A short time ago I read a Serious Eats article about how drive-through fast-food restaurants are filling a gap during the coronavirus epidemic because they make it possible for customers to get ready-to-eat food without getting too close to others. It also gave a brief history of drive-up windows.
Reading it reminded me that I had put this topic on my to-do list a while back (along with ideas for about 500 other future posts!). Now’s the time.
Over the years, drive-throughs have come in for criticism for environmental issues around idling car engines. I think there is a genuine problem with idling vehicles, but often critiques come with an unfair amount of negative judgement about the people who use them. I reflected on this a few years ago when a journalist asked me about why Americans are so fond of using drive-ups.
Customers of drive-ups are assumed to be too lazy to get out of their cars and/or blithely unconcerned about air pollution. But it occurred to me that there are some good reasons for getting a meal this way. Certainly it’s worth considering those who are physically disabled, dead tired from a hard day’s work, dressed in dirty work clothes, accompanied by crabby small children, don’t speak the language, or are self-conscious for whatever reason.
Yet clearly most of the enormous number of people who use drive-ups do not fall into these categories.
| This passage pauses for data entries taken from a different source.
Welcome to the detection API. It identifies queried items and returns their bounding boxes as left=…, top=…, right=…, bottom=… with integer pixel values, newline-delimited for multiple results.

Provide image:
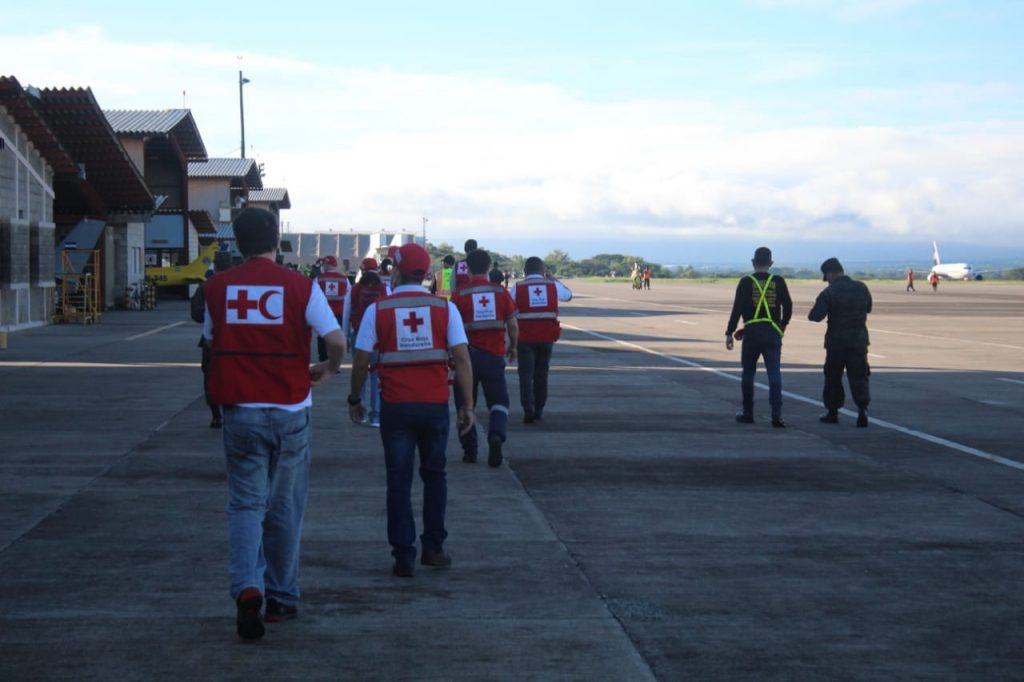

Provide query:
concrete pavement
left=0, top=283, right=1024, bottom=680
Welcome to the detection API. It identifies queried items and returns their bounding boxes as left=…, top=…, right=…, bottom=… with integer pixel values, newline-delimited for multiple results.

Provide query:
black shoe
left=420, top=549, right=452, bottom=568
left=263, top=597, right=299, bottom=623
left=234, top=588, right=266, bottom=639
left=391, top=561, right=416, bottom=578
left=487, top=434, right=502, bottom=467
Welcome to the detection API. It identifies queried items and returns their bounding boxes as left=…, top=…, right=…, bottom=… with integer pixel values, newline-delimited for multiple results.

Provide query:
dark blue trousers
left=381, top=402, right=449, bottom=564
left=455, top=346, right=509, bottom=455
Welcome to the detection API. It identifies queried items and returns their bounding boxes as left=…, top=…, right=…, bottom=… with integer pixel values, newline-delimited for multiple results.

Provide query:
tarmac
left=0, top=281, right=1024, bottom=681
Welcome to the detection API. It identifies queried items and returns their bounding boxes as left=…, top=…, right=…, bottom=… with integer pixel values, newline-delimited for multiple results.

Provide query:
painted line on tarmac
left=868, top=327, right=1024, bottom=350
left=562, top=322, right=1024, bottom=471
left=125, top=322, right=184, bottom=341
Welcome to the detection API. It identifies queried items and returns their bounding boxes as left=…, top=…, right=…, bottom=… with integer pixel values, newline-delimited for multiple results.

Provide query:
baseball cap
left=821, top=258, right=843, bottom=282
left=394, top=244, right=430, bottom=278
left=754, top=247, right=771, bottom=265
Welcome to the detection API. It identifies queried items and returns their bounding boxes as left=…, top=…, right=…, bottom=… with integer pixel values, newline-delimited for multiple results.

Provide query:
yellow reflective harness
left=746, top=274, right=783, bottom=336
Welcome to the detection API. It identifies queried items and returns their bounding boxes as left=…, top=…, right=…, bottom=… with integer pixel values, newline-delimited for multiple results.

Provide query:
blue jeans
left=740, top=323, right=782, bottom=418
left=224, top=407, right=312, bottom=604
left=381, top=402, right=449, bottom=564
left=455, top=346, right=509, bottom=455
left=518, top=343, right=555, bottom=417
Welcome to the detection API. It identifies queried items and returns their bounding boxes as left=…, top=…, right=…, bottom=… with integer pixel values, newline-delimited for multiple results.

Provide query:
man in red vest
left=316, top=256, right=351, bottom=363
left=512, top=256, right=572, bottom=424
left=452, top=249, right=519, bottom=467
left=203, top=208, right=346, bottom=639
left=348, top=244, right=473, bottom=578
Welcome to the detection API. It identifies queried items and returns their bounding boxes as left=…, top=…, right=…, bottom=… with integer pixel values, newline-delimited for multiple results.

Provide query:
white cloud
left=0, top=25, right=1024, bottom=252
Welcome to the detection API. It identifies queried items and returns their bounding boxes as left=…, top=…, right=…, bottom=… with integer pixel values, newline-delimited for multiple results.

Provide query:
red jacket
left=515, top=278, right=562, bottom=343
left=204, top=258, right=312, bottom=404
left=316, top=272, right=348, bottom=315
left=452, top=274, right=516, bottom=356
left=377, top=292, right=449, bottom=403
In 1998 when many communities were trying to keep out new drive-throughs, a McDonald’s company spokesperson said outlets with drive-ups made up about half of sales that way.
Fast food restaurants claim, probably accurately, that doing business from windows while providing limited or no indoor seating reduces operating costs and allows them to offer lower menu prices. That may be true, but it’s also true that environmental costs tend to be invisible.
Initially, drive-ups appeared in warm climates in the 1930s. One reason drive-up windows did not come into use earlier was that prior to the Depression many restaurant-goers still ate hot meat and potato dinner-type meals on a plate, even at noon. So drive-ups could not be a service option until restaurants had whittled themselves down into fast-food providers. They needed a small menu of simple hand-held items that could be prepared in a flash and would not turn into a mass of cold mush within minutes.
Drive-up restaurants became more common in the 1950s and 1960s, at the same time drive-up banking did. Jack in the Box, Wendy’s, and Der Wienerschnitzel were early adopters. At Der Wienerschnitzel drive-up customers passed right through their A-frame buildings, somewhat similar to a 1964 patent that shows a giant M with two lanes running through it [shown below]. In the 1970s and 1980s, as chains spread across the country, drive-up windows became commonplace.
Early drive-up windows were often intended to serve customers who had phoned in their orders. Soon some restaurants began to use push-button intercoms, making phone-ahead ordering unnecessary. In the mid-1980s a wireless ordering system became available that permitted the worker to talk to the customer without pushing a button each time, enabling her/him to move around to fill the order while communicating at the same time.
Another innovation was the drive-through with no indoor seating at all. This was the ultimate in paring down the restaurant experience, to the point of non-existence. But this approach did not reach predominance, possibly because the major chains believed that customers wanted the option of going inside.
In 1989 California adopted a plan to reduce emissions by limiting car idling at drive-throughs. Municipalities throughout the country — often those with higher-income residents – attempted to stop the construction of new drive-through businesses in the 1990s and continuing into the present. Beyond addressing environmental concerns, the movement to restrict drive-up windows may be inspired equally by a wish to keep fast-food restaurants out of the neighborhood entirely.
Despite the strong reasons that some customers have for using drive-throughs, especially now, I tend to side with the opposition. Yet, if viral epidemics become more common as some have predicted, we may see a proliferation of this type of food service.